Threads in the Sash: The Story of the Métis People published by Pemmican Publications is written by Métis historian and professor Fred J. Shore. The author has produced a highly readable account of the Métis people especially the people in the western provinces. The book traces the history of the Métis and explains the various terms used to identify the people now recognized in the Canadian constitution. The Labrador Métis are identified as First Nations rather than Métis due to the recognition of the province and Canadian government.
21 Things You May Not Know About the Indian Act: Helping Canadians Make Reconciliation with Indigenous Peoples a Reality written by Bob Joseph founder of Indigenous Corporate Training Inc. is a member of the Gwawaenuk Nation. This 178-page book is an essential guide to understanding the legal document and its repercussion on generations of First Nations, written by a leading cultural sensitivity trainer.

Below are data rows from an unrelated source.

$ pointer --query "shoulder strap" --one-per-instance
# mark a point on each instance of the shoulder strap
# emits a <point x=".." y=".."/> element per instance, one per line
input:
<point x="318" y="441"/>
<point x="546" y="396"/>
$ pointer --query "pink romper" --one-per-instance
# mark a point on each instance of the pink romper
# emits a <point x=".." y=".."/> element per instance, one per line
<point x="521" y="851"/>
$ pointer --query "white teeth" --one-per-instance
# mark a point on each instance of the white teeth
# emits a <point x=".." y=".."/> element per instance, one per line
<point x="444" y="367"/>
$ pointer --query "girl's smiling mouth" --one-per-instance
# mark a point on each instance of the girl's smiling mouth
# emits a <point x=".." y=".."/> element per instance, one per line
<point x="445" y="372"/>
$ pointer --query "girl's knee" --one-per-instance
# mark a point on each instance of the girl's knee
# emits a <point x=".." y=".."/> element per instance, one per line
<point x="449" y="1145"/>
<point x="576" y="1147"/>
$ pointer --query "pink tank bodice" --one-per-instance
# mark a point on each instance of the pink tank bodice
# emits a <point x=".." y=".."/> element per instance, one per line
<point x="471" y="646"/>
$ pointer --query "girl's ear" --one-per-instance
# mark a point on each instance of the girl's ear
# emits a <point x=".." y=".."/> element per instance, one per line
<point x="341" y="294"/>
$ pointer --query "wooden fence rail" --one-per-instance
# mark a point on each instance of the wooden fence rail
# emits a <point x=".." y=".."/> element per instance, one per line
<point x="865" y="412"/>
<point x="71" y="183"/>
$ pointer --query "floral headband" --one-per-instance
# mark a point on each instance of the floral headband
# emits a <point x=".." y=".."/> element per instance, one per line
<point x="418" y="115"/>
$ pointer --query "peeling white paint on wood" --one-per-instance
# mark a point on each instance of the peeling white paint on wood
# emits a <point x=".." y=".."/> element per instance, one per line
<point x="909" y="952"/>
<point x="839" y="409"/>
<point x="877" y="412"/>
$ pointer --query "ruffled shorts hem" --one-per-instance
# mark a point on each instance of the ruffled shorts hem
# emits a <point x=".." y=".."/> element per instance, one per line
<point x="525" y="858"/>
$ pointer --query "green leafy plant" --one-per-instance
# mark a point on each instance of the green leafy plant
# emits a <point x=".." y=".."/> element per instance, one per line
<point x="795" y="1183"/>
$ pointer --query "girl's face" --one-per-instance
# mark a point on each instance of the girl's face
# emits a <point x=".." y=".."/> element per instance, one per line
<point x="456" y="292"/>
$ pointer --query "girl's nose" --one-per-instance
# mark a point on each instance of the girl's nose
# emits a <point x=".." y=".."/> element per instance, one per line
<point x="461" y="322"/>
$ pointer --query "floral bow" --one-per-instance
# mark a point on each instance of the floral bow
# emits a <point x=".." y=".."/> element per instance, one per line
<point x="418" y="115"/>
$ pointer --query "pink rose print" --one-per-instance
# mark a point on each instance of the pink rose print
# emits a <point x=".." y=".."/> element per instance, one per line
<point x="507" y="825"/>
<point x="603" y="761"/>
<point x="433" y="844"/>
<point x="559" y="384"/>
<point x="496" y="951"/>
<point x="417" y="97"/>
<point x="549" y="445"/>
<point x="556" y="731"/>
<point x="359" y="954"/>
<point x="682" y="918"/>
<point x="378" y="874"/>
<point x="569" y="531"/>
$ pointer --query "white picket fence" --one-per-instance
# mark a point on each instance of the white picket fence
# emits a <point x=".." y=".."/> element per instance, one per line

Walking in the Woods: A Métis Memoir is the updated edition of Herb Belcourt's memoir released in 2017 that details the life of Metis entrepreneur and businessman who dedicated his life to Metis urban housing as well as education. He was an entrepreneur and philanthropist from Lac St. Anne, Alberta. He was awarded an honorary doctorate of laws by the University of Alberta in 2001, and was also the recipient of a Lifetime Achievement Award from the Canadian Council of Aboriginal Business in 2016.
Children of the Broken Treaty: Canada's Lost Promise and One Girl's Dream exposes a system of apartheid in Canada that led to the largest youth-driven human rights movement in the country’s history. The movement was inspired by thirteen-year-old Shannen Koostachin, a young Cree woman from Attawapiskat, Ontario. Author Charlie Angus is an elected Member of Parliament for Timmins-James Bay.
The Right to Be Cold: One Woman's Story of Protecting Her Culture, the Arctic, and the Whole Planet is a human story of resilience, commitment, and survival told from the unique vantage point of an Inuk woman who, in spite of many obstacles, rose from humble beginnings in the Arctic community of Kuujjuaq, Quebec—where she was raised by a single parent and grandmother and travelled by dog team in a traditional, ice-based Inuit hunting culture—to become one of the most influential and decorated environmental, cultural, and human rights advocates in the world.
Aboriginal Rights Are Not Human Rights: In Defence of Indigenous Struggles provides much needed conceptual and historical analysis of Aboriginal and treaty rights in Canada, and offers concrete suggestions to transform the current policy paradigm into one that supports and invigorates Indigenous cultures in a contemporary context. Aboriginal rights do not belong to the broader category of universal human rights because they are grounded in the particular practices of Aboriginal people.